How did you choose your proposed course and institution?
Growing up in a broken family, education has been my shelter to cover all of my unusual family background among my friends. I suffered a lot of discrimination in my childhood because divorce is not a common thing in Myanmar during at time. As I was an outstanding student in class, I could manage to overcome all these difficulties. And I got a scholarship for my matriculation exam which help my single father a lot. On the day I get my distinctions on matriculation exam, I decided to become a powerful educator in Myanmar to change thousands of students life as it had changed mine. I worked in Save the Children International earning my University fees. After I graduated, I left my well-paid job to become a teacher in my hometown as my childhood dream. I joined GOOD SUCCESS Boarding School becoming a teacher and Assistant Principal for 3 years. Within 3 years, I realize that my passion and sacrifices were not enough to make a great impact among students. Because I have a limited knowledge about education and have no educational degree which are the essential needs for my current job, I encountered some challenges in managing student's behavior, training the teachers and drawing effective curriculum, etc. As most of the students are from rural, conflict and least-developed area in the country, I knew that I needed a special knowledge to provide them a good environment and communication .To overcome all these challenges and to get higher education degree for the benefits of Myanmar students, I chose to study Master of Education (Leadership & Management) in Flinders University which match with my current job - Assistant Principle. As I am taking the leadership role in my school, I believe the course I chose would be so helpful to reform and change the school - to support students with learning difficulties, to give collaborative consultation, to support positive behavior in school compounds and I can also implement outside-school activities to promote students' interest in school subjects. I believe it will give me a solid understanding how to manage the school to be international standard. I hope my proposed course will open my eyes how to help students to achieve their life-long dreams. And, I would be able to train many teachers to be qualified and international standard teachers.

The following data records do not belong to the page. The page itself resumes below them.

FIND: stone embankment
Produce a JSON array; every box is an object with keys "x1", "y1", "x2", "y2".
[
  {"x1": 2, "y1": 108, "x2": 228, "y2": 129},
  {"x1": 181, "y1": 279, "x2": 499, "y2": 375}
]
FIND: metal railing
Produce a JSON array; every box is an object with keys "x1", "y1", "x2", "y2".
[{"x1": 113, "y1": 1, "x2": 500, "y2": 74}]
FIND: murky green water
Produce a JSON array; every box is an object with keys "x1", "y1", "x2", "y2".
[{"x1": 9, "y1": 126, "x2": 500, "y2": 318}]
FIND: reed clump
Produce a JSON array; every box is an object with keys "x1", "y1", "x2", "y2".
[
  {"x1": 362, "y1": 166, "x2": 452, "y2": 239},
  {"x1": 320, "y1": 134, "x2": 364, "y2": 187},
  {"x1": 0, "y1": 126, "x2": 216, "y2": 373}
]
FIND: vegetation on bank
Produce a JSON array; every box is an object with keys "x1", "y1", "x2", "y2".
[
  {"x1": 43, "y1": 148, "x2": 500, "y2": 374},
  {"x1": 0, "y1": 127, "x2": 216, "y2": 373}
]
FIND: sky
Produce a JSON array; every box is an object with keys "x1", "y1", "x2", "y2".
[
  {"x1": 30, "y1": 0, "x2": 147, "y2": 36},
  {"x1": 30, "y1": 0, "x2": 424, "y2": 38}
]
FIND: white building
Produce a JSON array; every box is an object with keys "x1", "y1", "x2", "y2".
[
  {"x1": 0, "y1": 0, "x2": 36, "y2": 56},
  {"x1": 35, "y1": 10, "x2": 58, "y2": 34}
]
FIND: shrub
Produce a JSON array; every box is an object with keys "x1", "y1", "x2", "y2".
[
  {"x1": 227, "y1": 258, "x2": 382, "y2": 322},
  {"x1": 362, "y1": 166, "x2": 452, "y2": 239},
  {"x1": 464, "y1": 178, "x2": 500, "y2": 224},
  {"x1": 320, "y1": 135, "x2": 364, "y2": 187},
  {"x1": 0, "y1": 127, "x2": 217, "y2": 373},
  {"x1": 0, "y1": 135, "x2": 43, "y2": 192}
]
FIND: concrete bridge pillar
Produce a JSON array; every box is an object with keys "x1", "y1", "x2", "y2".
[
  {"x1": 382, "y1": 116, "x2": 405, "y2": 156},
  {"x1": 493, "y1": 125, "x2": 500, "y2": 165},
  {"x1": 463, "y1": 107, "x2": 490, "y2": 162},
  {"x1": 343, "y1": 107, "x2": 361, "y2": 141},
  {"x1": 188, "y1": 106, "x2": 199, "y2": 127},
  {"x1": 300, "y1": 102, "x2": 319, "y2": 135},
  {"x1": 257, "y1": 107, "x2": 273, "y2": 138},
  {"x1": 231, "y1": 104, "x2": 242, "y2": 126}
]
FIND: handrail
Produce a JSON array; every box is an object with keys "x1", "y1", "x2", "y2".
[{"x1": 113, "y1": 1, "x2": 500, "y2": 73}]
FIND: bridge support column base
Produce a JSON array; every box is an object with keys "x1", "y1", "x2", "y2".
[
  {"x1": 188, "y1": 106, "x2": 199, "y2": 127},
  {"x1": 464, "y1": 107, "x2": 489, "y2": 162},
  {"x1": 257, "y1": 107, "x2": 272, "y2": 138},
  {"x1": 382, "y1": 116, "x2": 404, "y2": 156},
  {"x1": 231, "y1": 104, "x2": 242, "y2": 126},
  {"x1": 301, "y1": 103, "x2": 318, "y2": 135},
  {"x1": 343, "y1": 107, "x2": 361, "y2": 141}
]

Holt Educational Consultant - / 10,529 3444
This is not a personal statement. The reviewer is not interested in your sad personal life. All he wants to hear about is why you chose the course and the institution. You need write a totally new essay. One that uses only 2 paragraphs, separated in the presentation that responds to :
- Why the course? (Masters course not undergraduate)
- Why the school? (For the masters course. No need to refer to your undergraduate studies and university)
You are not being asked to write a personal statement. You bare being asked to address your motivations for the course based on your professional goals and requirements. The reviewer will read your first 2 sentences and toss this application. All because you did not immediately give him the information he requires. He allots only a few minutes to scanning your essay for the relevant information. However, if your first 2 sentences do not give him a clue as to what the actual responses will be, he is going to ditch your application and you will not be considered for the scholarship anymore. You need to be direct to the point in 2 paragraphs. No melodramatics, just the question then, the answer. Nothing more, nothing less.
Use a professional and academic tone. There is no need for heart-wrenching, creative writing presentations. The statement will work better and address the discussion better when using a straightforward discussion, with a professional tone within.